The door slammed shut behind him.
He spun. Reached for the handle.
It was gone.
The flashlight died.
Darkness swallowed him like a wave.
He fumbled for his phone. No signal. But the camera worked. He used the screen light to scan the room again.
In the reflection of the mirror—
a little girl stood behind him.
Pale. Thin. Dressed in a hospital gown. Her head was tilted slightly, and her eyes—pitch black.
He turned. Nothing there.
Looked back at the screen.
She was closer.
---
The shoes began to shift.
One by one. Turning, scraping across the floor. As if unseen children had just stood up.
The chains above rattled. The walls began to whisper—soft at first, then louder.
“He’s here...”
“He opened it...”
“He’s one of us now...”
Jamie’s hands shook. His breaths came fast and shallow.
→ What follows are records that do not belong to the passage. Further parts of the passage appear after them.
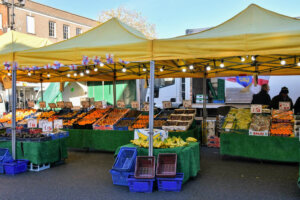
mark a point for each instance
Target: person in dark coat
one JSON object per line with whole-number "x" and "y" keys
{"x": 283, "y": 96}
{"x": 297, "y": 107}
{"x": 262, "y": 97}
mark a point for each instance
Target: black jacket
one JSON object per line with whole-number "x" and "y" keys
{"x": 262, "y": 98}
{"x": 297, "y": 107}
{"x": 275, "y": 101}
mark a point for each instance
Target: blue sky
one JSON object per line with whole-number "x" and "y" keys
{"x": 173, "y": 17}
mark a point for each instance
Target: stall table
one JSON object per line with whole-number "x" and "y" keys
{"x": 110, "y": 140}
{"x": 273, "y": 148}
{"x": 39, "y": 152}
{"x": 188, "y": 158}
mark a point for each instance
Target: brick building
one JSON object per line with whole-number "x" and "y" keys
{"x": 44, "y": 21}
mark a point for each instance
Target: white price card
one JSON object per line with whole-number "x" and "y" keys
{"x": 284, "y": 105}
{"x": 32, "y": 123}
{"x": 255, "y": 108}
{"x": 47, "y": 127}
{"x": 41, "y": 122}
{"x": 167, "y": 104}
{"x": 58, "y": 124}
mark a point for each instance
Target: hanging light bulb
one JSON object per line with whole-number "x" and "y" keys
{"x": 222, "y": 64}
{"x": 282, "y": 62}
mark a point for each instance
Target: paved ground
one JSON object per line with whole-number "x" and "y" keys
{"x": 86, "y": 176}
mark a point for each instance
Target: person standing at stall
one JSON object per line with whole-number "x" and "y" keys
{"x": 282, "y": 97}
{"x": 262, "y": 97}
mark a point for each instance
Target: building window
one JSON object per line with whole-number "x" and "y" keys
{"x": 66, "y": 31}
{"x": 30, "y": 25}
{"x": 52, "y": 29}
{"x": 1, "y": 27}
{"x": 78, "y": 31}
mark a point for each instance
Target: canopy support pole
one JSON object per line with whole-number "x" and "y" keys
{"x": 13, "y": 120}
{"x": 114, "y": 89}
{"x": 151, "y": 108}
{"x": 204, "y": 108}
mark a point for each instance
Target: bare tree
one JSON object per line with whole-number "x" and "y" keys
{"x": 131, "y": 18}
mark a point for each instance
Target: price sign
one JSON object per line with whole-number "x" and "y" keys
{"x": 120, "y": 104}
{"x": 187, "y": 103}
{"x": 41, "y": 122}
{"x": 52, "y": 105}
{"x": 167, "y": 104}
{"x": 255, "y": 108}
{"x": 135, "y": 104}
{"x": 32, "y": 123}
{"x": 58, "y": 124}
{"x": 284, "y": 105}
{"x": 85, "y": 104}
{"x": 98, "y": 104}
{"x": 30, "y": 104}
{"x": 69, "y": 104}
{"x": 47, "y": 126}
{"x": 60, "y": 104}
{"x": 146, "y": 106}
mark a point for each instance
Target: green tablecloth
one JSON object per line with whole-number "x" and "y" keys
{"x": 39, "y": 152}
{"x": 188, "y": 158}
{"x": 273, "y": 148}
{"x": 110, "y": 140}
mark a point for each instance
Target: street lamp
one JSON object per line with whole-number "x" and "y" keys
{"x": 12, "y": 4}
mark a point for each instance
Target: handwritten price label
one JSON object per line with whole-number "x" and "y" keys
{"x": 58, "y": 124}
{"x": 32, "y": 123}
{"x": 52, "y": 105}
{"x": 60, "y": 104}
{"x": 256, "y": 108}
{"x": 98, "y": 104}
{"x": 30, "y": 104}
{"x": 121, "y": 104}
{"x": 85, "y": 104}
{"x": 135, "y": 104}
{"x": 167, "y": 104}
{"x": 47, "y": 126}
{"x": 42, "y": 104}
{"x": 187, "y": 103}
{"x": 284, "y": 105}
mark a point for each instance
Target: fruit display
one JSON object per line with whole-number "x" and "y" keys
{"x": 20, "y": 115}
{"x": 282, "y": 123}
{"x": 111, "y": 119}
{"x": 237, "y": 119}
{"x": 171, "y": 142}
{"x": 92, "y": 116}
{"x": 260, "y": 122}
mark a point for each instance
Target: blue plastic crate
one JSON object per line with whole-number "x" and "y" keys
{"x": 170, "y": 184}
{"x": 119, "y": 177}
{"x": 125, "y": 160}
{"x": 140, "y": 185}
{"x": 15, "y": 167}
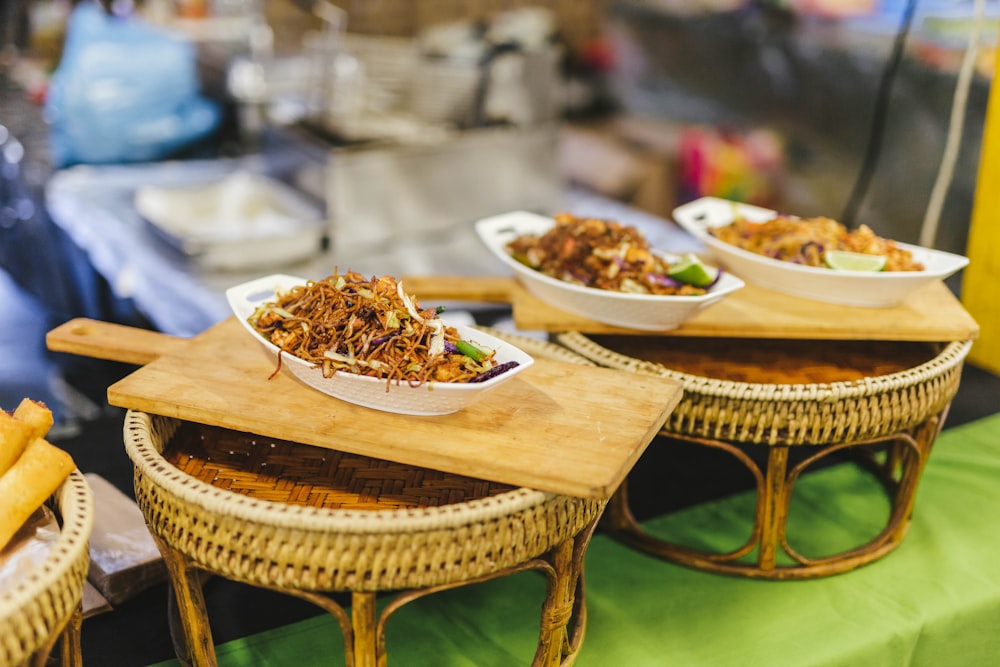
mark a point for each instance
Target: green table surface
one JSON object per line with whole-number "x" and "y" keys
{"x": 933, "y": 602}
Then his reflection in the mirror stopped matching his movements.
He stepped back. The reflection didn’t.
He lifted his arm.
The reflection smiled.
Then its mouth began to stretch. Wider. Too wide. A mouth that kept growing until it nearly split its face.
A hand reached out from the mirror—cold, decayed fingers brushing Jamie’s neck.
He screamed and dropped the phone.
The camera hit the floor and cracked, still filming upward.
The last image it captured was Jamie’s terrified face being dragged into the mirror—then static.
---
The next morning, police arrived after Jamie's friends reported him missing.
They found the camera still recording. The thirteenth door was sealed shut. No handle. No keyhole. Just the faint imprint of a red X.
They never found Jamie.
But those who have watched the recovered footage say sometimes, if you pause the video at the right moment, you can see the little girl blink.
---
Locals say the thirteenth door still appears in the asylum—though not for everyone. But if you find it, and if you knock three times, something will knock back.
And if you hear your name whispered from behind the mirror...
Run.
But most don’t.
And those who don’t?
They join the whispers.
---
Moral:
Not every locked door is meant to be opened. Some truths aren’t hidden—they’re buried. And if you dig too deep, they don’t stay buried for long.